Stanton noticed Tiki at his usual post, far forward, his eyes always turned south. He was a different looking savage from the sick creature curled up on the bale. His skin was glossy and his eyes were bright. His broad nostrils dilated as if he smelled familiar odors. Stanton wondered what he was thinking about. If the cook of the Lehua had spoken truly, his own island held peril for him, but there was no fear in his eyes. Whenever they looked at Stanton they held gratitude, but there was a difference, a measure of pride.

That afternoon the captain cast a light on Tiki.

"I speak with Tiki," he said, "No savvy too much, but he say one time he live along Motutabu. His father tahunga, all same wiza'd. Tiki all same tahunga himself. He speak Motutabu velly bad place stop along. All time too much bad magic along of big god live that place."

There was more than that that the skipper had found out by signs and certain words they both understood. Stanton retailed it later to the girl, who was again on deck.

Apparently Tiki's father had run the tribe. Tiki seemed to have been trained to take his place. Then the god had turned malignant. It was one of the deities of the South Sea pantheon that had to be placated, and the sacrifices had failed. There had been an earthquake—"Velly much shake that island," was the way the captain interpreted it. The top of a mountain had fallen off and a cape had slid into the sea.
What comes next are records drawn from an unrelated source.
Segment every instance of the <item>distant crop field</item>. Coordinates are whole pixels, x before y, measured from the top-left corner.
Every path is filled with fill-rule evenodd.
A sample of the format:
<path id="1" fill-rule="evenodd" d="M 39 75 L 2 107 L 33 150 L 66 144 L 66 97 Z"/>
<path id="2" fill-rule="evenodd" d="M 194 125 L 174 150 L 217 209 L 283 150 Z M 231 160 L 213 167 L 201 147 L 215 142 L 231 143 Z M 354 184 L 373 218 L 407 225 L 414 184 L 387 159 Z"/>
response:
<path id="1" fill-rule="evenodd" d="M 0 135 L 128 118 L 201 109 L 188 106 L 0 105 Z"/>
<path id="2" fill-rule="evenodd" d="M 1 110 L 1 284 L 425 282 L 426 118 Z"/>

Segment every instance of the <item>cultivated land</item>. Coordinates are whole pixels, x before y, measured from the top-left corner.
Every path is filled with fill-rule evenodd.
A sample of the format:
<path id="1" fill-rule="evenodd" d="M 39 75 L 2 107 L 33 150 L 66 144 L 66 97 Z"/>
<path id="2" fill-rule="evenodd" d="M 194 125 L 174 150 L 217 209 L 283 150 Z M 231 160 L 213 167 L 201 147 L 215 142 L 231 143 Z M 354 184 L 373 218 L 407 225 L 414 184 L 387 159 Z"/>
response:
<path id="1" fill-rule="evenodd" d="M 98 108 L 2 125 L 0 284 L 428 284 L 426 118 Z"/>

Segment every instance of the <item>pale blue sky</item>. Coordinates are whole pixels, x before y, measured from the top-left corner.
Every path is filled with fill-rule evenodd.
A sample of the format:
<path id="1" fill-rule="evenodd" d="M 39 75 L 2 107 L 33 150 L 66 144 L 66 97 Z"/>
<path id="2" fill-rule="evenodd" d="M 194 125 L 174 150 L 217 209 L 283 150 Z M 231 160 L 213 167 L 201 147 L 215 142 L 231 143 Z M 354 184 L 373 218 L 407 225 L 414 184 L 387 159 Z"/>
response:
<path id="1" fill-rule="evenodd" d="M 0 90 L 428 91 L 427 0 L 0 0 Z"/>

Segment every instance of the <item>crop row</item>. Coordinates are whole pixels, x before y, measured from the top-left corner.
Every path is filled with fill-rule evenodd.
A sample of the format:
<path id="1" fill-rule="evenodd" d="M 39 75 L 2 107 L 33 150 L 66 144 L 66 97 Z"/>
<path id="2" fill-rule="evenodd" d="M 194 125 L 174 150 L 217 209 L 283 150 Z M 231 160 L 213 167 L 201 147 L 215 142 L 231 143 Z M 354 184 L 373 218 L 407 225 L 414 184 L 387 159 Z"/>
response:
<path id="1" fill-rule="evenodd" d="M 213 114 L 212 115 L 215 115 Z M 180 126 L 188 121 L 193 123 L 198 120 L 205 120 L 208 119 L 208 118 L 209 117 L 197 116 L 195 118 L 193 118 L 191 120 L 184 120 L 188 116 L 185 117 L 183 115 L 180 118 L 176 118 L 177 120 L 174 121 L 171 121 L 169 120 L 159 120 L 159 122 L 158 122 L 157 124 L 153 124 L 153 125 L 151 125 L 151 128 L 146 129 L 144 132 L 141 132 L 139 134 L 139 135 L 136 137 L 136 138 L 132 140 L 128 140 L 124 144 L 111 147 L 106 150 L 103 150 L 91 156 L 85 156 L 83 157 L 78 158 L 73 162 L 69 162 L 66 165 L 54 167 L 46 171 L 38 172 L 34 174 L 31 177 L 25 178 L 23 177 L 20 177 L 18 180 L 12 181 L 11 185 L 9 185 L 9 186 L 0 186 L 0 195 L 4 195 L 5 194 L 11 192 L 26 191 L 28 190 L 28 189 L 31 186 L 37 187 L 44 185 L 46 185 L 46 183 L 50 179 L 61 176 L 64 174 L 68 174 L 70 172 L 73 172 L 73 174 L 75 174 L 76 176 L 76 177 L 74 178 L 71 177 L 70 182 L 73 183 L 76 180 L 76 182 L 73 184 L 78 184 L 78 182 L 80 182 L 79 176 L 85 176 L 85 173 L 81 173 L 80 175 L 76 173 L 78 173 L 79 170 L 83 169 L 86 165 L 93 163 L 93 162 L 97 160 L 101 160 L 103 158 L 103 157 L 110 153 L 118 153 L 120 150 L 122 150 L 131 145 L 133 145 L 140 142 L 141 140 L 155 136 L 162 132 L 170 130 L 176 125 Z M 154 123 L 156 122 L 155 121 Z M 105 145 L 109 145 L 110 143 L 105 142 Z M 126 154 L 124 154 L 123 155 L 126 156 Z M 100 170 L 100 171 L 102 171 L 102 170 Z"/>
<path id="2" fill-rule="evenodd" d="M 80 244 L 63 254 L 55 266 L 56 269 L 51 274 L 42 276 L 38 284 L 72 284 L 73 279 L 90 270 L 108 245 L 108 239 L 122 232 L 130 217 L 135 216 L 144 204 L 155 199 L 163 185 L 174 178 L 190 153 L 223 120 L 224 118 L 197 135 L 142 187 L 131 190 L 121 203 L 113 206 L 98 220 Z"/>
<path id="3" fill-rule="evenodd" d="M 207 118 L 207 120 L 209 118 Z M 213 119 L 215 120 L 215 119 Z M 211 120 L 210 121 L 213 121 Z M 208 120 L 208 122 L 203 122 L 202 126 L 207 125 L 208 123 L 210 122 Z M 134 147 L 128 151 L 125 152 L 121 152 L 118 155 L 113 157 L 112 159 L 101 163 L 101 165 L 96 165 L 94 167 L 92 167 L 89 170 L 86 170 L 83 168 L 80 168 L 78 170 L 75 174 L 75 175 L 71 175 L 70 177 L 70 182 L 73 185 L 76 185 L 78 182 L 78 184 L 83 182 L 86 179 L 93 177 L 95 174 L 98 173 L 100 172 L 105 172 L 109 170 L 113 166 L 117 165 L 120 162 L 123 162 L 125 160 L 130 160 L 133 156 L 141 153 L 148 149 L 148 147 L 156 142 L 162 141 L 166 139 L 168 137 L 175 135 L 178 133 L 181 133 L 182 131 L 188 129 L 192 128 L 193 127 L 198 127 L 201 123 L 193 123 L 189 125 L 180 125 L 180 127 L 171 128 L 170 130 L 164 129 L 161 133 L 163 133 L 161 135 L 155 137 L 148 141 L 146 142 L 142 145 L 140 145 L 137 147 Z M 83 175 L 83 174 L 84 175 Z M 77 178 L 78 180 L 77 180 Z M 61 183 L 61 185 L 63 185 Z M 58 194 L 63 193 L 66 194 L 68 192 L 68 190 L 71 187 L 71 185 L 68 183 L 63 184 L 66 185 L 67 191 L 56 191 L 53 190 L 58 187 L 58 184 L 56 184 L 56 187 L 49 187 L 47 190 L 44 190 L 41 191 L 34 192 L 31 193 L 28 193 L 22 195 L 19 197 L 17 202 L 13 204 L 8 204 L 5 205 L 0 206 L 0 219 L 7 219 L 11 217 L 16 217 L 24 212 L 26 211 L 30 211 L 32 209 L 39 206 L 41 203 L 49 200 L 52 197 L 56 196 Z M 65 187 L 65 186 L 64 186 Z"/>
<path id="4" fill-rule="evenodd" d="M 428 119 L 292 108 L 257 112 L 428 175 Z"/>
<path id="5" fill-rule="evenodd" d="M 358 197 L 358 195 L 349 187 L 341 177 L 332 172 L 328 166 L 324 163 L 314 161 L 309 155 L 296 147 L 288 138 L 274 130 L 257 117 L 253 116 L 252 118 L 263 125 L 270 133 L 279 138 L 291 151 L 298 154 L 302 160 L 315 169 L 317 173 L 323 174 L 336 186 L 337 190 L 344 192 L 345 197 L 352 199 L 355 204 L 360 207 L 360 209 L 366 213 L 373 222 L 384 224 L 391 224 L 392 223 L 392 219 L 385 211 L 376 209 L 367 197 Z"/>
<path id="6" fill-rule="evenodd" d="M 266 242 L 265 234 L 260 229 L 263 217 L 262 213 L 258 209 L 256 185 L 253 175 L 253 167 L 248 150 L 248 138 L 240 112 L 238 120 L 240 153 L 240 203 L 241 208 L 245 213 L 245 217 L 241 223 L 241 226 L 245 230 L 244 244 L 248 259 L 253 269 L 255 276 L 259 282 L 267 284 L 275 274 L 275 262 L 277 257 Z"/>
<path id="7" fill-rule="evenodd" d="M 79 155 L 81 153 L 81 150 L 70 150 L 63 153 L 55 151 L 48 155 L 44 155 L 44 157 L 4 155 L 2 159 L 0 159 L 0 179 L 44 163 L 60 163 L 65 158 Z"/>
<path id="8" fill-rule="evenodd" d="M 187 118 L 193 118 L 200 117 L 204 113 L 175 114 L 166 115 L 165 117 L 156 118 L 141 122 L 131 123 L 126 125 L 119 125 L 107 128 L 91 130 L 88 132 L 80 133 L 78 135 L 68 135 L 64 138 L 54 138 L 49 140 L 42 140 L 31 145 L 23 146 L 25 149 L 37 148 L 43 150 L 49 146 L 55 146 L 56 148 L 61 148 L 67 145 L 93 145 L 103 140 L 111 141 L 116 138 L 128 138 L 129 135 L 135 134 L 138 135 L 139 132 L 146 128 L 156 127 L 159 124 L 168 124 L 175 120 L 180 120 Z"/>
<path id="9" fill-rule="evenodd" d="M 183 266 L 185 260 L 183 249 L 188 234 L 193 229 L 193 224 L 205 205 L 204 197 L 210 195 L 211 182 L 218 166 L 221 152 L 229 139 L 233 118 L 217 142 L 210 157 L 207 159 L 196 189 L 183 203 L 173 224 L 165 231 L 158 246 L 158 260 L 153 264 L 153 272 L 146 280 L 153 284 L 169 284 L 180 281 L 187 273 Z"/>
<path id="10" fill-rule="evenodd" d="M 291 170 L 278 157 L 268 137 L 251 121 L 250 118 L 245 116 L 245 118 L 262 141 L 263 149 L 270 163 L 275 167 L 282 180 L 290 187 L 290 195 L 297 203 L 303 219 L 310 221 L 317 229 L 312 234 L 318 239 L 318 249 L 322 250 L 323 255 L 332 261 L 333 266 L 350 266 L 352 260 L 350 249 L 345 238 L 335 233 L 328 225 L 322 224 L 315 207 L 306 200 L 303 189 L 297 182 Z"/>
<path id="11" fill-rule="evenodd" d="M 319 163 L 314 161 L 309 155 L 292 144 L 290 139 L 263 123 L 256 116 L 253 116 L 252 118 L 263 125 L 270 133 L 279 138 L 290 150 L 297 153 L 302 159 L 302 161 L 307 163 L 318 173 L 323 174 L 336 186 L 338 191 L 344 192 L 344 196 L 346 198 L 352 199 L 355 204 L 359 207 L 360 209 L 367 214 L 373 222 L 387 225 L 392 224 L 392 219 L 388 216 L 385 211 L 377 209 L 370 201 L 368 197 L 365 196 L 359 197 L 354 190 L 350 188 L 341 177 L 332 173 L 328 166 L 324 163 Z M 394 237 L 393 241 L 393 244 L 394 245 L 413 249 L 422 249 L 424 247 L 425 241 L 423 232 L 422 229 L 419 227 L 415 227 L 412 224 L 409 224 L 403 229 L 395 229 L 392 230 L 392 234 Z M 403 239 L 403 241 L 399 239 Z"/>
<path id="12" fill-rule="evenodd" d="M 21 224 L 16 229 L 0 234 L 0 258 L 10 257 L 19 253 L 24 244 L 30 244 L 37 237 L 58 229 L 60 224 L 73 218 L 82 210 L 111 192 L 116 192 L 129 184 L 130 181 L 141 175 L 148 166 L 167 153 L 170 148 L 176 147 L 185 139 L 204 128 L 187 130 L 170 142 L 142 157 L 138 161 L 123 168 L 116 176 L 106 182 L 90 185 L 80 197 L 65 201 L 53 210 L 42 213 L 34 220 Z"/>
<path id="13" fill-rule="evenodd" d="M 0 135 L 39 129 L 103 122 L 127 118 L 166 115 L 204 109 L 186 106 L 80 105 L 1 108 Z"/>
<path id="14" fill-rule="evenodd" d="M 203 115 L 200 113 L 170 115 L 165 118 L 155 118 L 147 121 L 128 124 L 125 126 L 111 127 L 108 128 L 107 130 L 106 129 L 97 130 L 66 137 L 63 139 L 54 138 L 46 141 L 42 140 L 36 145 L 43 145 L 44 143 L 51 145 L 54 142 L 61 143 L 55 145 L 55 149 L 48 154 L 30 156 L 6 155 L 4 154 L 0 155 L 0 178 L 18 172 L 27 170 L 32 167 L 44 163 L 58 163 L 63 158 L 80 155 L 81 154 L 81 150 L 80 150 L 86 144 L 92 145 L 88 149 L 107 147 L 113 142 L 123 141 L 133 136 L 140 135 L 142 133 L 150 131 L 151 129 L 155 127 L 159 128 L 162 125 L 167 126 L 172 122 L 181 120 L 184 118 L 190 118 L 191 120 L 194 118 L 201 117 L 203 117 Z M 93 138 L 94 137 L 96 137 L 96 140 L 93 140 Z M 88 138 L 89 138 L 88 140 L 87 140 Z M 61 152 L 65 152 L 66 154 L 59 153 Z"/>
The wizard was blamed. The population escaped in canoes, after killing the man whose magic had gone wrong. Tiki had been spared for some reason which was obscure, perhaps because of his youth or because the women hid him.

On the tribe's new home he had been suffered to live. A new wizard manifested himself. There was no god on this island. All went well save that Tiki was in bad odor. He was an hereditary tahunga, of an ancient line of wizards, and the new one feared him. Tiki had lived by himself in the bush, periodically hunted and sought for a sacrifice, blamed by the new tahunga for every sickness and death. So Tiki had stolen aboard the Lehua, hoping to escape to some friendlier place at which they might touch, not knowing what sort of man was in command or what kind of men were on the ship.

The curious thing was that he did not seem alarmed because they were going to Motutabu. The god was an evil god, but he believed fully in the magic of his dead father. It was the plotting of the man who later set himself up as tahunga that had annoyed the deity. His father had understood the god, had taught Tiki secrets concerning it. None but the ancient line of wizards dared approach it. Its shadow was death to all others.

Stanton could see no particular bearing in all this concerning the finding of Haines and the pearls. But he remembered the warnings of Cheung not to meddle with the god, and it was evident that the skipper had gone to much pains to talk with Tiki. Tiki seemed to be acquiring importance, a card whose value Stanton could not judge, though he sensed that he might have done something far more significant than he guessed when he rescued him from the cruelty of the mate. He had much to learn about Motutabu, much to learn about the god. Even now he could not quite shake off the feeling that Cheung had not spoken idly. Strange things happened in the South Seas.

He understood it a little better with his first close glimpse of Motutabu.